L’Organisation mondiale de la santé (OMS) en a donné une définition assez large : les probiotiques sont des « micro-organismes vivants [bactéries ou levures, N.D.L.R.] qui, lorsqu’ils sont consommés en quantités adéquates, produisent un bénéfice pour la santé de l'hôte », au-delà des effets nutritionnels traditionnels. Ils modifient l’écosystème dans le but d’atteindre un nouvel équilibre ou eubiose et corrigent les fonctionnalités défaillantes remplies normalement par les bactéries non présentes.
Le rôle de certains micro-organismes du microbiote intestinal sur des affections digestives commencent à se préciser. Ainsi, Saccharomyces boulardii (levure) permet de diminuer les signes digestifs induits par l’administration d’antibiotiques. Un probiotique multi-souche contenant des Bifidobacterium et des Lactobacillus permet de diminuer la durée d’une parvovirose et améliore les signes associés à une maladie chronique de l’intestin. Un probiotique contenant Enterococcus faecium permet de limiter les troubles digestifs consécutifs à un séjour dans un chenil.

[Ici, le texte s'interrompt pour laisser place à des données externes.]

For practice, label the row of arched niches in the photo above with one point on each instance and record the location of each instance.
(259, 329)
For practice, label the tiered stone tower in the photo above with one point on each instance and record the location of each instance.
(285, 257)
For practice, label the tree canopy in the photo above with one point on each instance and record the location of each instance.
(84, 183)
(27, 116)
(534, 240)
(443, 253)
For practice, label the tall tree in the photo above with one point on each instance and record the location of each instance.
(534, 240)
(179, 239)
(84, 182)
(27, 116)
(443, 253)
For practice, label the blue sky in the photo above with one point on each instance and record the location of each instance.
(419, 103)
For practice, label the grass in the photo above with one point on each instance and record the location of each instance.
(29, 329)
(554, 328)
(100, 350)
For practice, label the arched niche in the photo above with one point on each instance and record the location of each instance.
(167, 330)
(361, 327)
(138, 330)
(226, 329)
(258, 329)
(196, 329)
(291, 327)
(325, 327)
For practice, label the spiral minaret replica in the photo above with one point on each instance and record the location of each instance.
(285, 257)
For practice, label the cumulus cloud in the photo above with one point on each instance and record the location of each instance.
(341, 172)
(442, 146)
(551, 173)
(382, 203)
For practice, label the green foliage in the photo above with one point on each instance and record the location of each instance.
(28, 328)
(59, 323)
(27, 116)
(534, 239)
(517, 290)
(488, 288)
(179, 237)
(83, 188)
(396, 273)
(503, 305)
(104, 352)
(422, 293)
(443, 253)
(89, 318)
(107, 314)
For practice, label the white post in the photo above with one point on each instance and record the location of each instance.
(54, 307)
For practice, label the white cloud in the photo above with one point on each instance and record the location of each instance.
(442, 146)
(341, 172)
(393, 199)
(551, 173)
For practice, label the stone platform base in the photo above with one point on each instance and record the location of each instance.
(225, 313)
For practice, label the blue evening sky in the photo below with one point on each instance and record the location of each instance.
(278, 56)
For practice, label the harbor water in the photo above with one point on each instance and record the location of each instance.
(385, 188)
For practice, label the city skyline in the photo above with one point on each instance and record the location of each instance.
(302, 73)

Dans le cas de l’anxiété, certaines bactéries du microbiote sain possèdent une enzyme, la tryptophanase, qui permet la synthèse de précurseurs de la sérotonine à partir du tryptophane. Ainsi, une étude a montré que le fait d’apporter des Bifidobacterium longum 999 chez le chat diminue les manifestations d’anxiété s’il est soumis au stress d’une infection herpétique*.
En médecine humaine, le lien entre microbiote et hypercholestérolémie est bien connu (rôle de certaines bactéries du microbiote dans le métabolisme des acides gras).

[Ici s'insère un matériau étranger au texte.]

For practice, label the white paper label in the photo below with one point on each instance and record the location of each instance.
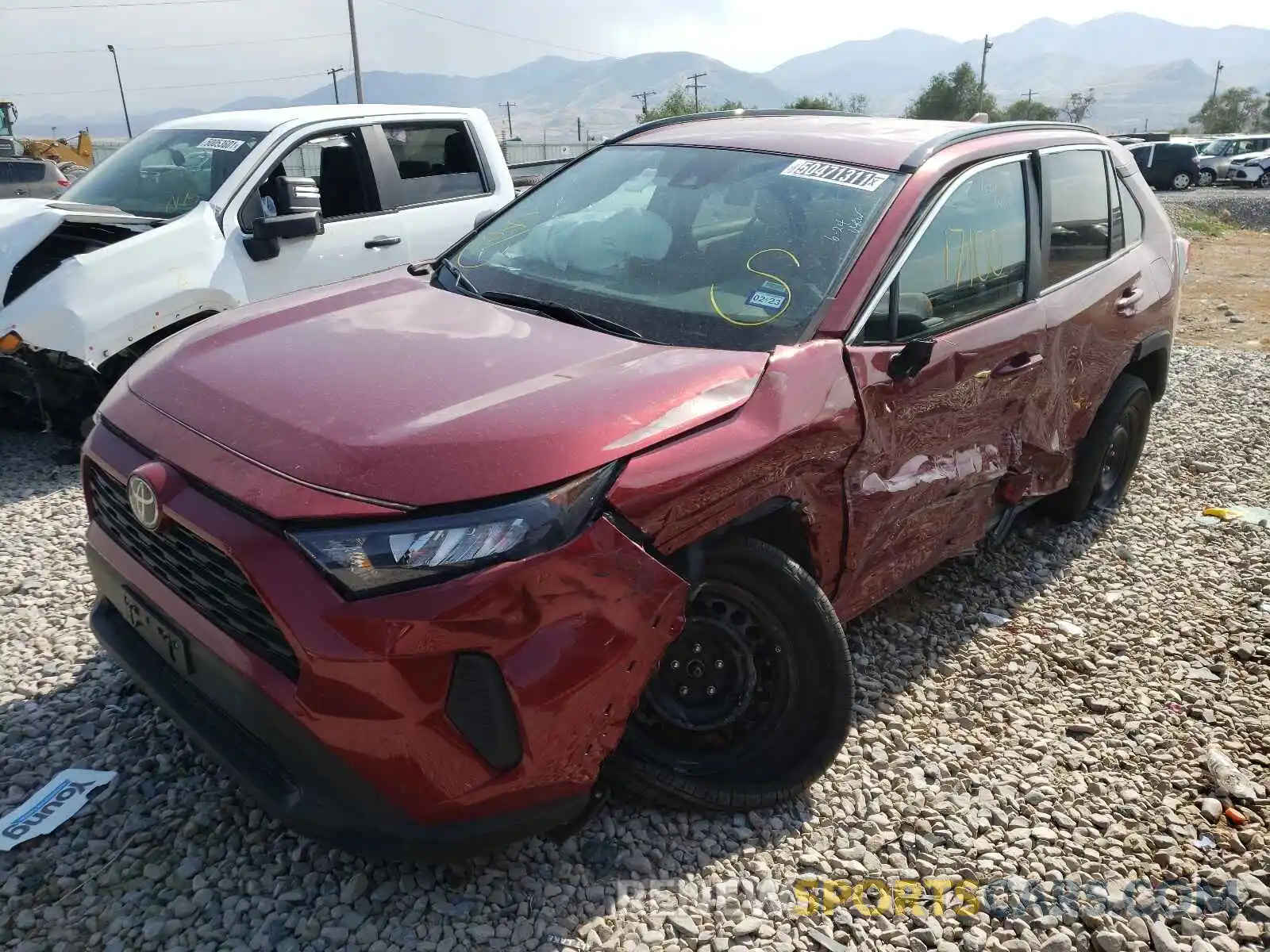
(52, 805)
(837, 175)
(221, 145)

Les différents types de probiotiques en médecine
Le VSL3#Vivomixx est un probiotique multi-souche utilisé en médecine humaine et règulièrement en médecine vétérinaire. Il contient 8 souches de bactéries bien précisées et identifiées. En médecine vétérinaire, plusieurs probiotiques existent contenant un nombre variable de souches. La recommandation actuelle est de choisir le produit contenant le plus grand nombre de souches.

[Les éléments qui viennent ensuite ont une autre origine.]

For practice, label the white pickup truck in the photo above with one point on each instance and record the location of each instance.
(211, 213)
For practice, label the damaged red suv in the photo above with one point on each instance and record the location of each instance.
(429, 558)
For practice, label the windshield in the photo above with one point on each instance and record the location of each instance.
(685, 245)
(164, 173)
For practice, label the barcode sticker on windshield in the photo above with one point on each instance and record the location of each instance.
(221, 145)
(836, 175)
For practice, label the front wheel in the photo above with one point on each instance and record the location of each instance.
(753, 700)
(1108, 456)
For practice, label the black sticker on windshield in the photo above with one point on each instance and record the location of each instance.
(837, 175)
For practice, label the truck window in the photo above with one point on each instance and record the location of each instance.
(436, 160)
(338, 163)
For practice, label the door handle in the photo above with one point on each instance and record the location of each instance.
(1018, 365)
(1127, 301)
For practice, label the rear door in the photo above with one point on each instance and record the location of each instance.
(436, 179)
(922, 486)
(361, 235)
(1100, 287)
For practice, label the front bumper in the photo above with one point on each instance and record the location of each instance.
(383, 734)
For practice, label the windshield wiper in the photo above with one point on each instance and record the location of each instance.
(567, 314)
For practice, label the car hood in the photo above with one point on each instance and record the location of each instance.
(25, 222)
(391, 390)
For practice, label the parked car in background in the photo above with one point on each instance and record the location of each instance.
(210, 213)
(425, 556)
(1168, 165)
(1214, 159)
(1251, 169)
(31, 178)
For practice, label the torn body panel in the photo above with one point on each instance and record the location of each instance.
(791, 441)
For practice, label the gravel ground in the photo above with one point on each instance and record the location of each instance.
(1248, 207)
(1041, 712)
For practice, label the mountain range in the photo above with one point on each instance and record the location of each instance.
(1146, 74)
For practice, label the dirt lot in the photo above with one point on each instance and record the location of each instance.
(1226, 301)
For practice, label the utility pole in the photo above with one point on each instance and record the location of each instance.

Les probiotiques peuvent être donnés associés à des prébiotiques qui ont eux un effet trophique sur le microbiote. Il s’agit principalement de fibres de type FOS (fructo-oligosaccharides) qui favorisent le développement de bactéries qui fabriquent des acides gras à courte chaîne (AGCC). L’ensemble pré et probiotiques forme ce que l’on appelle un symbiotique. Les aliments riches en fibres peuvent faire office de prébiotiques.
Quand supplémenter
La complémentation s’envisage en cas de maladies pour lesquelles le lien avec le microbiote est établi, qu’elles soient aiguës ou chroniques, et pour lesquelles une supplémentation en continu peut être envisagée. Il convient d’être vigilant lors des 6 premiers mois de vie d’un animal. Lorsqu’il n’a pas de problème de santé, l’apport de probiotiques peut perturber l’installation du microbiote définitif. Ceci n’est toutefois plus vrai lorsque la naissance a lieu par césarienne ou qu’il n’y a pas eu d’allaitement. Dans ce cas, la supplémentation dès les premiers jours de vie est conseillée pour au moins un mois.
Le futur des probiotiques
De plus en plus étudiés, les probiotiques auront pour but à terme de corriger de manière ciblée les fonctions défaillantes du microbiote en apportant le cocktail de bactéries nécessaires pour restaurer celles-ci (il est question ici de « biothérapies vivantes »). Cela nécessitera d’étudier encore davantage les bactéries du microbiote ainsi que leurs fonctions précises. D’autres microbiotes mériteraient davantage d’études, comme celui de l’appareil respiratoire, de la bouche ou de la vessie, afin d’aider dans le traitement des maladies touchant ces organes.
008* Davis H, Franco P, Gagné J, et al. Effect of Bifidobacterium longum 999 supplementation on stress associated findings in cats with feline herpesvirus 1 infection. ACVIM Forum 2021 Proceedings.